Книгу (одну) я прочитываю каждый день. И читаю с подчеркиваниями и с выписками. Редко какая остается недочитанной. Я дочитываю ее на следующий день и прочитываю еще одну - меньшего размера…
№ 4
27 ноября 1938 г.
…Что за проклятье - эти маленькие городки. Мне шагу нельзя ступнуть, чтобы об этом шаге не заговорили. Будь они трижды прокляты, эти расфуфыренные бездельники и бездельницы, которые могут сделать из человека игрушку и забаву себе!
№ 5
Ноябрь 1938 г.
…За эти дни ты дважды снилась мне во сне. Последний раз - вчера. Я был рад. И готов был спать вс[егда], только что[бы] [этот] сон - ты - снился, а не другой!

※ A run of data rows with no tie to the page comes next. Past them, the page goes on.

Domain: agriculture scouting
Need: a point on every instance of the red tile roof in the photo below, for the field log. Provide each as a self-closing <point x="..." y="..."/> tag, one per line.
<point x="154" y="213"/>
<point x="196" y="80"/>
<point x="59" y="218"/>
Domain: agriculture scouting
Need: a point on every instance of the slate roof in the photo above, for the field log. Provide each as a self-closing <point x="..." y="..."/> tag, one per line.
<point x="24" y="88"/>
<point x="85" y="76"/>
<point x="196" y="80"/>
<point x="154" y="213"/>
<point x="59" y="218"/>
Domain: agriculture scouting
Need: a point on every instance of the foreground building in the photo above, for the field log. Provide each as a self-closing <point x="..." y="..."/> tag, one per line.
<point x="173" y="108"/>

Утром пришло письмо. Я думал, что это все еще сон.
№ 6
4 декабря 1938 г.
…Счастливым может быть (и является) лишь тот, кто приносит счастье другим. А тогда, когда человек направляет все силы и стремления на то, чтобы обеспечить самому себе счастье, "урвать" у жизни лакомый кусок, забывает о других - тогда это кончается несчастьем. Да и само по себе это несчастье. Уже по самой природе своей человек таков, что в себе одном он не может найти счастья, для счастья одного нужно наличие двоих.
№ 7
6 декабря 1938 г.
…И подобно тому, как в мире количество энергии не изменяется, а энергия переходит лишь из одной формы в другую, так и в человеке количество энергии всегда постоянно, и самым большим преступником считаю я человека, который всю ее тратит на пустяки, малыми дозам, и при этом не горит, а чадит, коптит. Либо совсем не гореть, либо гореть во всю силу. И чтоб ярче и дольше гореть - зажигай, зажигай как можно больше. Только так можно сохранить энергию свою вечно. Не по душе мне и те субъекты, которые, обладая "мощными запасами энергии" (говоря языком учебника географии), всю ее проявляют в форме блеска, ослепительного света, не давая, подобно бенгальским огням, ни тепла, ни жизни…
№ 8
7 декабря 1938 г.
…И всю жизнь я живу такими вот глотками, рывками. Ровно и тихо жить не умею.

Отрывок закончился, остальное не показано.